ByJohn Zyski, writer at

Stanley Kubrick was the first director who's movies required I learn more to enjoy. After learning to understand Kubrick's movies, I enjoy all movies that much more.

I had to study Eisenstein to understand color usage. I was then able to recognize the use of color in Eyes Wide Shut. When the characters were in front of some colors, they are telling the truth. In front of others, they are lying. The use of green to signify one thing, and yellow to signify another.

I studied Bertolt Brecht to understand Verfremdungseffekt. This helped me understand the Star Child in 2001 and the bare assed bear in The SHiNiNg. I realized those scenes and images were intended to make the viewer question the directors use of the scenes, and that those were keys to understanding the movies other symbols.

I studied Kubrick the photographer to understand Kubrick the filmmaker.
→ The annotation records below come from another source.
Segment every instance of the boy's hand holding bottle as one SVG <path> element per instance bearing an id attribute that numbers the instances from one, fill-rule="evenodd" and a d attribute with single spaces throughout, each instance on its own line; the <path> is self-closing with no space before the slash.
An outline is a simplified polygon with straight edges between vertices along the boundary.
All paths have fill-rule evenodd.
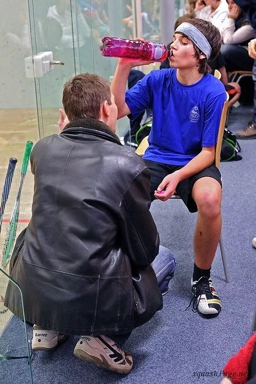
<path id="1" fill-rule="evenodd" d="M 103 37 L 100 46 L 102 56 L 121 57 L 120 64 L 131 65 L 131 68 L 163 61 L 170 55 L 163 44 L 145 41 L 143 39 L 124 39 Z"/>

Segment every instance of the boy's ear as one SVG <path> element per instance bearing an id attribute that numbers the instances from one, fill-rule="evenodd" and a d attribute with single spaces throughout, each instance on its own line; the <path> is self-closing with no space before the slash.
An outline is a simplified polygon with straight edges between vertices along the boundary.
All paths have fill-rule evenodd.
<path id="1" fill-rule="evenodd" d="M 204 54 L 204 53 L 203 53 L 203 52 L 201 52 L 200 56 L 199 56 L 199 59 L 201 60 L 201 59 L 205 59 L 206 58 L 206 56 Z"/>
<path id="2" fill-rule="evenodd" d="M 59 132 L 60 133 L 65 127 L 65 125 L 69 123 L 69 120 L 62 109 L 60 109 L 59 112 L 59 118 L 58 121 L 58 126 L 59 127 Z"/>
<path id="3" fill-rule="evenodd" d="M 109 117 L 110 115 L 110 110 L 109 103 L 106 100 L 105 100 L 102 104 L 102 112 L 106 117 Z"/>

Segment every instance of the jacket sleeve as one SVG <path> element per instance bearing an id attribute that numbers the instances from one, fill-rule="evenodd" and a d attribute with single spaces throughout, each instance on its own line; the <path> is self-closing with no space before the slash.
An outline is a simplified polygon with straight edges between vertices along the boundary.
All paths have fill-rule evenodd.
<path id="1" fill-rule="evenodd" d="M 123 246 L 132 267 L 151 264 L 158 253 L 159 237 L 150 212 L 150 173 L 145 168 L 134 179 L 120 205 Z"/>

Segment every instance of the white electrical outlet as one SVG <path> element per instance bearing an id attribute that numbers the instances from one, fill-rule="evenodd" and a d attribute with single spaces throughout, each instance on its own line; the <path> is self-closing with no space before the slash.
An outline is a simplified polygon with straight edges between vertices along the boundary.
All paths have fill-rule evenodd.
<path id="1" fill-rule="evenodd" d="M 53 70 L 52 52 L 39 52 L 25 58 L 26 75 L 28 78 L 42 77 Z"/>

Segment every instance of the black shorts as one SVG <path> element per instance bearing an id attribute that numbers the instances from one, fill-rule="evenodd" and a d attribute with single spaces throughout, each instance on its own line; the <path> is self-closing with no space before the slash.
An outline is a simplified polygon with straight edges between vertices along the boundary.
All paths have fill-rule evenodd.
<path id="1" fill-rule="evenodd" d="M 144 160 L 147 167 L 149 168 L 151 178 L 150 181 L 150 196 L 153 201 L 156 198 L 154 196 L 155 191 L 163 179 L 167 175 L 173 173 L 178 169 L 180 169 L 182 165 L 169 165 L 167 164 L 157 163 L 151 160 Z M 215 179 L 222 188 L 221 173 L 215 165 L 211 165 L 201 172 L 194 175 L 188 179 L 180 181 L 176 187 L 176 192 L 185 203 L 189 212 L 197 212 L 197 206 L 196 202 L 191 196 L 192 189 L 197 180 L 201 177 L 212 177 Z"/>

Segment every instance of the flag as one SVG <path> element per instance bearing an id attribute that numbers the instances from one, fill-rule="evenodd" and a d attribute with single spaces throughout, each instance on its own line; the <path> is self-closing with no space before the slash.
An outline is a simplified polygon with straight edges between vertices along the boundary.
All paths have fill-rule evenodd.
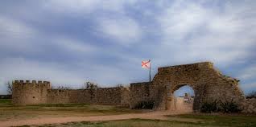
<path id="1" fill-rule="evenodd" d="M 151 68 L 151 60 L 143 60 L 142 61 L 142 68 Z"/>

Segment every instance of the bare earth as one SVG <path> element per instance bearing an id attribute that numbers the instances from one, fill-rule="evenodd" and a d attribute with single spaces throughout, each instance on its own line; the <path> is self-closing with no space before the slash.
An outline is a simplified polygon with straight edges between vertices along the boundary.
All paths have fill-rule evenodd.
<path id="1" fill-rule="evenodd" d="M 21 126 L 31 125 L 47 125 L 47 124 L 60 124 L 68 122 L 79 122 L 79 121 L 114 121 L 114 120 L 126 120 L 132 118 L 140 119 L 154 119 L 154 120 L 169 120 L 178 121 L 190 121 L 197 122 L 198 119 L 167 117 L 166 115 L 175 115 L 182 113 L 174 113 L 168 111 L 162 112 L 151 112 L 144 113 L 129 113 L 122 115 L 110 115 L 110 116 L 89 116 L 89 117 L 40 117 L 29 120 L 20 121 L 1 121 L 1 127 L 7 126 Z"/>

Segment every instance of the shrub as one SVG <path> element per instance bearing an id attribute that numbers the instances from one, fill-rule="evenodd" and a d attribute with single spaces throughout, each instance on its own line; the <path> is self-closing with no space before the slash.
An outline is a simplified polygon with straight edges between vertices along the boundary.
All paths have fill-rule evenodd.
<path id="1" fill-rule="evenodd" d="M 256 98 L 256 91 L 253 91 L 246 96 L 246 98 Z"/>
<path id="2" fill-rule="evenodd" d="M 152 109 L 154 106 L 154 100 L 141 101 L 134 108 L 136 109 Z"/>
<path id="3" fill-rule="evenodd" d="M 211 100 L 207 101 L 203 104 L 201 106 L 201 112 L 202 113 L 214 113 L 218 111 L 217 108 L 217 100 Z"/>
<path id="4" fill-rule="evenodd" d="M 238 113 L 241 109 L 238 104 L 235 104 L 233 100 L 231 101 L 225 100 L 225 102 L 220 101 L 221 111 L 223 113 Z"/>

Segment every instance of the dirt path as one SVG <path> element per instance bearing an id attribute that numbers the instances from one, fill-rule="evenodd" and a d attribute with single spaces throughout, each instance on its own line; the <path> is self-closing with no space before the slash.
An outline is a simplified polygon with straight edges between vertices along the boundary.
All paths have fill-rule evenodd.
<path id="1" fill-rule="evenodd" d="M 59 124 L 68 122 L 79 122 L 79 121 L 114 121 L 114 120 L 126 120 L 132 118 L 141 119 L 155 119 L 155 120 L 169 120 L 169 121 L 191 121 L 196 122 L 199 120 L 177 118 L 177 117 L 167 117 L 165 115 L 175 115 L 178 113 L 170 112 L 151 112 L 145 113 L 130 113 L 122 115 L 111 115 L 111 116 L 90 116 L 90 117 L 45 117 L 31 120 L 21 121 L 6 121 L 0 122 L 1 127 L 7 126 L 21 126 L 21 125 L 47 125 L 47 124 Z M 180 113 L 179 113 L 180 114 Z"/>

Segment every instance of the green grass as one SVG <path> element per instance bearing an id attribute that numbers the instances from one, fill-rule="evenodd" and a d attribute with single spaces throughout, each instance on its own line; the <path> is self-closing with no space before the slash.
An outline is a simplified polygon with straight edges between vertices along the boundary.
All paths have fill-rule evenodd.
<path id="1" fill-rule="evenodd" d="M 11 100 L 10 99 L 0 99 L 0 104 L 10 104 Z"/>
<path id="2" fill-rule="evenodd" d="M 169 116 L 170 117 L 200 119 L 198 122 L 184 122 L 175 121 L 158 121 L 130 119 L 124 121 L 110 121 L 99 122 L 70 122 L 65 124 L 52 124 L 39 125 L 43 127 L 221 127 L 221 126 L 256 126 L 256 116 L 245 115 L 207 115 L 207 114 L 187 114 Z M 35 125 L 36 126 L 36 125 Z"/>
<path id="3" fill-rule="evenodd" d="M 173 116 L 169 116 L 173 117 Z M 215 126 L 256 126 L 256 115 L 246 114 L 186 114 L 175 116 L 180 118 L 200 119 L 200 125 Z"/>
<path id="4" fill-rule="evenodd" d="M 15 106 L 8 102 L 0 104 L 0 122 L 36 117 L 85 117 L 141 113 L 129 108 L 87 104 L 52 104 Z"/>

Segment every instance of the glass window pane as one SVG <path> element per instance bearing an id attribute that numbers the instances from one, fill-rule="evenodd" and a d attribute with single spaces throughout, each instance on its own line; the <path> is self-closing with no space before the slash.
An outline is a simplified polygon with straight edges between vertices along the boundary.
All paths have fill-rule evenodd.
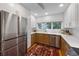
<path id="1" fill-rule="evenodd" d="M 61 29 L 61 22 L 53 22 L 53 29 Z"/>

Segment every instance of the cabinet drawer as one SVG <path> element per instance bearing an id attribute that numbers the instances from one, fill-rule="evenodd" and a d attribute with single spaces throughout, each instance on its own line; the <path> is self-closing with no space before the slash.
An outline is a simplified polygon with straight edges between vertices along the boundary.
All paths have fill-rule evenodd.
<path id="1" fill-rule="evenodd" d="M 8 48 L 11 48 L 11 47 L 17 45 L 16 41 L 17 41 L 17 39 L 10 39 L 7 41 L 3 41 L 3 43 L 2 43 L 3 49 L 6 50 Z"/>
<path id="2" fill-rule="evenodd" d="M 4 56 L 17 56 L 17 46 L 3 51 Z"/>

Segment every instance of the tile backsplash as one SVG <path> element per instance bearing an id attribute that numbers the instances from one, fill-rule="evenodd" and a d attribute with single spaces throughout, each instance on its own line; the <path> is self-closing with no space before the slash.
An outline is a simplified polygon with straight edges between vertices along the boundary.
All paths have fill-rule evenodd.
<path id="1" fill-rule="evenodd" d="M 75 37 L 79 38 L 79 28 L 74 28 L 74 29 L 72 29 L 72 34 L 73 34 Z"/>

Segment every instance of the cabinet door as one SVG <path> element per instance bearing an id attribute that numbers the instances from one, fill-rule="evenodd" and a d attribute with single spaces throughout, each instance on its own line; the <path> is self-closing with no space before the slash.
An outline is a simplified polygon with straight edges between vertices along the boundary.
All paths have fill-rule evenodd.
<path id="1" fill-rule="evenodd" d="M 37 38 L 37 34 L 32 34 L 31 35 L 31 45 L 33 45 L 35 42 L 37 42 L 38 38 Z"/>
<path id="2" fill-rule="evenodd" d="M 18 53 L 20 56 L 24 56 L 25 55 L 25 45 L 24 45 L 24 42 L 20 42 L 18 44 Z"/>
<path id="3" fill-rule="evenodd" d="M 17 46 L 3 51 L 3 56 L 17 56 Z"/>
<path id="4" fill-rule="evenodd" d="M 3 41 L 3 43 L 2 43 L 3 50 L 9 49 L 9 48 L 17 45 L 16 41 L 17 41 L 17 38 Z"/>
<path id="5" fill-rule="evenodd" d="M 38 37 L 38 43 L 44 43 L 44 35 L 43 34 L 37 34 L 37 37 Z"/>
<path id="6" fill-rule="evenodd" d="M 63 56 L 65 56 L 70 49 L 70 46 L 67 44 L 67 42 L 62 38 L 61 39 L 61 53 Z"/>

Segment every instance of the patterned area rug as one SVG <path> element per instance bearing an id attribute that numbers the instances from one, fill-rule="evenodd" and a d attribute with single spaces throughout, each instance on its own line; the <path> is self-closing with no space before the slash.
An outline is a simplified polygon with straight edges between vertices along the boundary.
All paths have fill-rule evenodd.
<path id="1" fill-rule="evenodd" d="M 27 51 L 27 56 L 59 56 L 59 49 L 35 44 Z"/>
His photo of the news stand worker next to the F.D.R. DEAD paper told me that Kubrick used many elements in his shots to tell a story. He used everything in frame, not just the main subject to relay information.

After these lessons, along with many others, I have a better appreciation for nearly every movie I see. I see now the whole frame and what is there. I see not only where the characters are positioned, but what is around them. I see what is in the distance, what is nearby, and what the character might "really" be looking at.

After all these lessons, Kubrick has taught me how to really watch movies.